Neural Collapse Terminus: A Unified Solution for Class Incremental Learning and Its Variants

How to enable learnability for new classes while keeping the capability well on old classes has been a crucial challenge for class incremental learning. Beyond the normal case, long-tail class incremental learning and few-shot class incremental learning are also proposed to consider the data imbalance and data scarcity, respectively, which are common in real-world implementations and further exacerbate the well-known problem of catastrophic forgetting. Existing methods are specifically proposed for one of the three tasks. In this paper, we offer a unified solution to the misalignment dilemma in the three tasks. Concretely, we propose neural collapse terminus that is a fixed structure with the maximal equiangular inter-class separation for the whole label space. It serves as a consistent target throughout the incremental training to avoid dividing the feature space incrementally. For CIL and LTCIL, we further propose a prototype evolving scheme to drive the backbone features into our neural collapse terminus smoothly. Our method also works for FSCIL with only minor adaptations. Theoretical analysis indicates that our method holds the neural collapse optimality in an incremental fashion regardless of data imbalance or data scarcity. We also design a generalized case where we do not know the total number of classes and whether the data distribution is normal, long-tail, or few-shot for each coming session, to test the generalizability of our method. Extensive experiments with multiple datasets are conducted to demonstrate the effectiveness of our unified solution to all the three tasks and the generalized case.

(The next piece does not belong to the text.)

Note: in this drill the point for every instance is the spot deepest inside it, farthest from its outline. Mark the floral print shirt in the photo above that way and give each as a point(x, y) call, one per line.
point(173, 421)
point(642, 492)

翻译：如何在不损害旧类能力的前提下使新类具有可学习性，一直是类增量学习的关键挑战。在常规情况之外，长尾类增量学习和少样本类增量学习分别考虑了数据不平衡和数据稀缺问题——这些在现实应用中普遍存在并进一步加剧了众所周知的灾难性遗忘问题。现有方法仅针对这三类任务中的某一项而专门设计。本文针对三类任务中的对齐困境提出了统一解决方案。具体而言，我们提出神经崩溃终点——一种针对整个标签空间具有最大等角类间间隔的固定结构。它作为增量训练过程中的一致目标，避免了对特征空间进行增量划分。针对CIL和LTCIL，我们进一步提出原型演化方案，使主干网络特征平滑收敛至神经崩溃终点。我们的方法仅需微小调整即可适用于FSCIL。理论分析表明，无论数据不平衡或数据稀缺，我们的方法都能以增量方式保持神经崩溃最优性。我们还设计了一个泛化场景——未知每轮任务的总类别数以及数据分布属于正态、长尾还是少样本——以测试方法的泛化能力。在多个数据集上的大量实验证明，我们的统一解决方案对三类任务及泛化场景均具有效性。